Sound shells at seaside resorts aren’t new – they are as old as the holiday trade – but Napier’s sound shell looks more California than Clacton-on-sea.
That’s because this, like much of the New Zealand town, was built in the Art Deco style after the 1931 Hawkes Bay earthquake.
It was built by the Thirty Thousand Club – a group of influential locals who (in 1913) decided they wanted Napier’s population to reach 30,000 – and who then spent the next three decades tirelessly promoting the region.
In the wake of the ’31 quake, when the national Dominion newspaper said that “Napier as a town has been wiped off the map”, the Thirty Thousand Club decided that they, too, would move heaven and earth to rebuild the town – and show that the spirit of Napier was indomitable.
Part of that was to build a seaside promenade and sound-shell .. as Dr Robin Woodward says in ‘Cultivating Paradise’, “it trumpeted Napier’s intention not just to rise from the rubble and ashes of the earthquake and fires, but to reinvent itself in the process.”

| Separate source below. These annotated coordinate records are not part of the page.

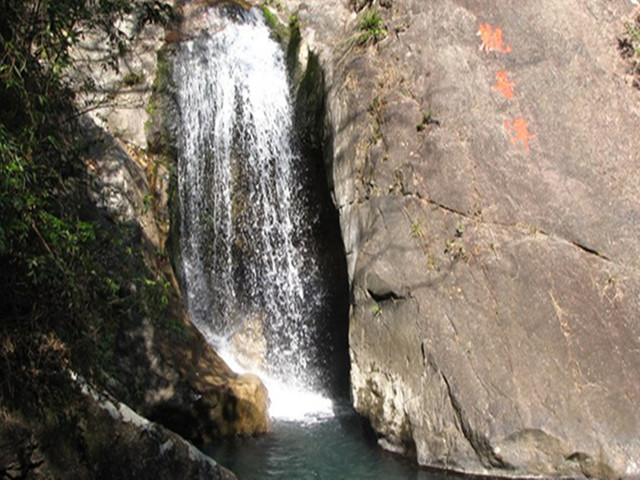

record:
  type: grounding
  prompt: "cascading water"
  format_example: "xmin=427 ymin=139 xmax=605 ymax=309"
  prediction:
xmin=174 ymin=9 xmax=338 ymax=416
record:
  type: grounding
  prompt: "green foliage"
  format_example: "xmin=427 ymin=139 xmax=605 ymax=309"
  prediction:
xmin=411 ymin=222 xmax=424 ymax=238
xmin=122 ymin=72 xmax=144 ymax=87
xmin=625 ymin=16 xmax=640 ymax=55
xmin=358 ymin=10 xmax=387 ymax=45
xmin=416 ymin=110 xmax=440 ymax=132
xmin=0 ymin=0 xmax=171 ymax=412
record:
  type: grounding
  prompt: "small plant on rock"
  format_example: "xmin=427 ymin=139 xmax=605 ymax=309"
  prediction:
xmin=411 ymin=222 xmax=424 ymax=238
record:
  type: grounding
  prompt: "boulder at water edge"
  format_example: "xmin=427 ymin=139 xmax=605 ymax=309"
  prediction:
xmin=288 ymin=0 xmax=640 ymax=477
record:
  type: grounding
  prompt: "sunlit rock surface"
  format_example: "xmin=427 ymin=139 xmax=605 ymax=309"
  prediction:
xmin=283 ymin=0 xmax=640 ymax=478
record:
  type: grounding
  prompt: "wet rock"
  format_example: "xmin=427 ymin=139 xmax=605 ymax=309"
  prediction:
xmin=288 ymin=0 xmax=640 ymax=478
xmin=0 ymin=384 xmax=236 ymax=480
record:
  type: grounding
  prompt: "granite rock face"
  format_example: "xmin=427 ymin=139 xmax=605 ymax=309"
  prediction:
xmin=286 ymin=0 xmax=640 ymax=478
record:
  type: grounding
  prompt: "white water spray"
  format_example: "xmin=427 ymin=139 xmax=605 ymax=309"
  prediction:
xmin=174 ymin=9 xmax=331 ymax=419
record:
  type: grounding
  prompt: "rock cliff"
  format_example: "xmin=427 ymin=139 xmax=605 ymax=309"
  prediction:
xmin=281 ymin=0 xmax=640 ymax=477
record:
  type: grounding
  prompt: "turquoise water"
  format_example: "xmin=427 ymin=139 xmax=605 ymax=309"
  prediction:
xmin=205 ymin=407 xmax=462 ymax=480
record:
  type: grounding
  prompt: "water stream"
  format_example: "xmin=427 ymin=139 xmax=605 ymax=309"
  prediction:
xmin=173 ymin=8 xmax=460 ymax=479
xmin=174 ymin=5 xmax=336 ymax=410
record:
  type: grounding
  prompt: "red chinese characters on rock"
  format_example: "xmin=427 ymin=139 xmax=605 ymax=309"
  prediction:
xmin=478 ymin=22 xmax=535 ymax=151
xmin=478 ymin=22 xmax=511 ymax=53
xmin=493 ymin=70 xmax=516 ymax=100
xmin=504 ymin=117 xmax=535 ymax=150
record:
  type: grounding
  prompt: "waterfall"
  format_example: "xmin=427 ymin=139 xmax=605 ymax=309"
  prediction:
xmin=173 ymin=8 xmax=336 ymax=415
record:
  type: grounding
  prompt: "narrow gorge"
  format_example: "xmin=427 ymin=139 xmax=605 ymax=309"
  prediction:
xmin=0 ymin=0 xmax=640 ymax=480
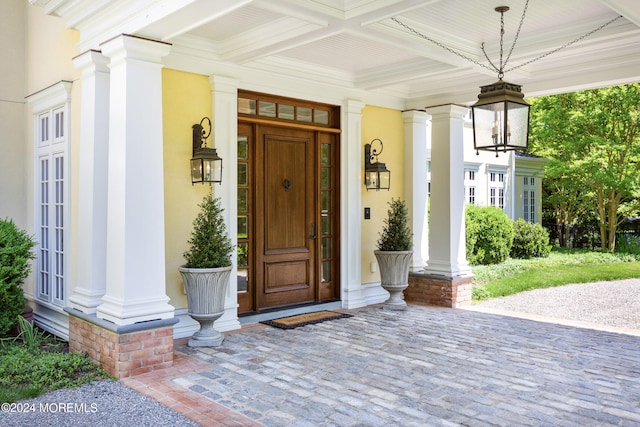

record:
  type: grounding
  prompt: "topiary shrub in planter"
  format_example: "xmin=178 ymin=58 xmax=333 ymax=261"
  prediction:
xmin=465 ymin=205 xmax=514 ymax=265
xmin=374 ymin=199 xmax=413 ymax=310
xmin=178 ymin=194 xmax=233 ymax=347
xmin=511 ymin=218 xmax=551 ymax=259
xmin=0 ymin=219 xmax=35 ymax=337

It has three grand arches including the stage itself, a tribute to HMS Veronica (a Royal Navy ship that was in port at the time, and which led the rescue efforts), and an outdoor dancing area – which was paid for by locals who ‘purchased’ individual paving slabs.
It’s surrounded by lovely colonnades in a horse-shoe shape, and has garden beds of glorious coloured flowers between the sea on one side and tall trees on the other.
Even on a gray day like the one we faced on our visit, it was enchanting .. on a clear starry night, with jazz-bands playing and locals dancing the night away it must have been magnificent – and amazingly morale-building for the shell-shocked citizens.